Dalam sebuah pelatihan spiritual, peserta diminta untuk membayangkan sedang berada di dalam peti mati setelah dikafani. Pada upacara penguburan, ada beberapa kata sambutan dan salah satunya adalah dari anak yang pernah kita lahirkan. Kalimat apa yang paling kita inginkan untuk didengar? Salah satu peserta berkata “Saya ingin anak saya mengucapkan ‘Mama kami adalah yang terbaik”. Tentu saja untuk mendapatkan suatu komentar tulus yang keluar dari hati, pastilah ada yang kita tanam. Harus disiram dengan cinta dan ilmu, barulah kita akan menuai manusia yang cerdas dan jernih.

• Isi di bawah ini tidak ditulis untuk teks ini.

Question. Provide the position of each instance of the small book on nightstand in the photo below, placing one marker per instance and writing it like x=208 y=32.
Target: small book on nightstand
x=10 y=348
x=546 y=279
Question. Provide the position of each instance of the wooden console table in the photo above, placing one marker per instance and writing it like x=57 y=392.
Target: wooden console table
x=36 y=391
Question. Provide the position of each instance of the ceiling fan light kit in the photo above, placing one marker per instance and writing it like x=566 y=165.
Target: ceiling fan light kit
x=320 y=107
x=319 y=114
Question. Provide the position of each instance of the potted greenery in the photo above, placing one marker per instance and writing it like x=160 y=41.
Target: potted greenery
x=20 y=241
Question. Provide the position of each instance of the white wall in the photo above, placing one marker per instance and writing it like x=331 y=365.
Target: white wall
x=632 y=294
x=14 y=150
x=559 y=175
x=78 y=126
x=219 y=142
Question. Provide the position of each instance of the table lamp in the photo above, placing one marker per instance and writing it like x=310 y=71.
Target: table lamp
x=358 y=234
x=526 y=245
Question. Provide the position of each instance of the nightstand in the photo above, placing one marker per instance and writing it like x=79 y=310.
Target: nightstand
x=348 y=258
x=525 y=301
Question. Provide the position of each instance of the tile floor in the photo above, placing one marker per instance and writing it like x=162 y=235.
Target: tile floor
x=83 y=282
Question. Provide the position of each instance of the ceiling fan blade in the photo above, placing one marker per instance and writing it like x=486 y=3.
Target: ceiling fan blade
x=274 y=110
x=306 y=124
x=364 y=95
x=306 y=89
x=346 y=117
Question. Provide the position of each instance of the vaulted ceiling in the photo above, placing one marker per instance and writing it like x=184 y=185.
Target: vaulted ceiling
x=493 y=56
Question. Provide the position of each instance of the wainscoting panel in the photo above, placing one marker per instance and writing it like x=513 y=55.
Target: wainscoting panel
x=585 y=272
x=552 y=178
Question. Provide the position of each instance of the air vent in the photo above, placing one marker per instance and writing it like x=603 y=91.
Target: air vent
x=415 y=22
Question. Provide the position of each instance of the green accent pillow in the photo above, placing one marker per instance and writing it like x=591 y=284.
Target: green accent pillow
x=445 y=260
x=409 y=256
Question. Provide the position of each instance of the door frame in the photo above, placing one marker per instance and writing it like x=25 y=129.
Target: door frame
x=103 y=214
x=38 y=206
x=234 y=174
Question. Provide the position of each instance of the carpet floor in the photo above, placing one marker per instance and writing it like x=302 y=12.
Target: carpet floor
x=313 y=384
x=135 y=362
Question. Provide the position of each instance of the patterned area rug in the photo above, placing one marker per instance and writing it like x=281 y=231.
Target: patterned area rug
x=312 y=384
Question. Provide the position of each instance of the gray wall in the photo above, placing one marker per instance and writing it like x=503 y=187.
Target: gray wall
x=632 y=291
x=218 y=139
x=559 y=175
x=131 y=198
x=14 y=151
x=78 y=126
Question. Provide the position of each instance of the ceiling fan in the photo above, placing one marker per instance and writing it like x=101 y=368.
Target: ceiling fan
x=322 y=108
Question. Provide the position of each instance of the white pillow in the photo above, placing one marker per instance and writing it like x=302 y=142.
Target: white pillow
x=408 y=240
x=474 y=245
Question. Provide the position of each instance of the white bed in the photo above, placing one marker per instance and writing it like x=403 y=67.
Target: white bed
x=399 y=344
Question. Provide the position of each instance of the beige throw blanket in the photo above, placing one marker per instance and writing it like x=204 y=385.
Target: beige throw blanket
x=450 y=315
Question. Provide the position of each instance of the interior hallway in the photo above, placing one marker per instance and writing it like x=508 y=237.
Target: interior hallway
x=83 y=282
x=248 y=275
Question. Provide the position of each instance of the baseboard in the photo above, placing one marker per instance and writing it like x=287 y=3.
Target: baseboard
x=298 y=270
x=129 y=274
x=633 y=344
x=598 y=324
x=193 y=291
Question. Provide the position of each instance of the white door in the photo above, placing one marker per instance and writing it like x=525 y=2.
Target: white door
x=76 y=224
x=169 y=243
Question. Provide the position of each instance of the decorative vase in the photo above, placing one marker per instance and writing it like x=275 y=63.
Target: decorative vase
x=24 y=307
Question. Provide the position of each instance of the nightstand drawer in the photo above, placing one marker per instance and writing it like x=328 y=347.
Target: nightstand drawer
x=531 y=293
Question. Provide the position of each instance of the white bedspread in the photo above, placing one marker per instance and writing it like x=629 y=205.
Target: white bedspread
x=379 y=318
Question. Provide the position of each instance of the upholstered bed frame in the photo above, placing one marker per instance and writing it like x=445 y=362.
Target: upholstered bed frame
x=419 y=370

Beberapa minggu yang lalu, salah satu teman kami, seorang dokter wanita meninggal di usia 43 tahun di Kerinci. Akibat terhirup karbon monoksida. Suaminya yang juga seorang dokter kandungan hanya bisa termangu-mangu tak percaya. Tragis. Kami sebagai teman sejawat juga tidak menyangka. Apalagi jenazah dimandikan dan dikafani di masjid yang terbuka. Hanya seperti ini akhir sebuah kehidupan. Perasaan melihat peristiwa itu hampir sama sewaktu berada di Banda aceh, 5 hari setelah Tsunami. Melihat tumpukan jenazah yang akan dikuburkan massal. Saya baru ingat Jalaludin Rumi bertutur “Orang yang arif, pada saat terjadi malapetaka akan berjaga-jaga, untuk menghindari, kematian teman-teman menjadi peringatan. Tak peduli engkau suci atau tidak, hendaknya jangan lari! Justru mendekatlah, karena kedekatan denganNya menambah kesucian”.
Mungkin kita masih diberi kesempatan menghirup oksigen, mencium wangi bunga dan menikmati pagi. Waktu yang tersisa dan masih ada, semoga tetap menjadi sinar untuk anak-anak dan keluarga sebagaimana Bev Shortt yang diberikan waktu 6 tahun oleh dokter setelah operasi jantung. Bagi Bev sejak saat itu setiap pagi adalah anugerah. Dia menghayati setiap detik 6 tahun itu memberikan yang terbaik untuk orang-orang yang dicintai. Dia bertutur “Aku tahu suatu hari akan tiba saat matahari akan terbit tanpa diriku. Tapi Tuhan telah memberi lebih dari yang kuminta. Dan aku sudah belajar betapa berharganya saat itu.” Semoga kita, walaupun hanya sebatang lilin-lemah-kecil, dan sinar yang redup, tetap mampu menunjukkan beda gelap dan terang. Wallahu’alam.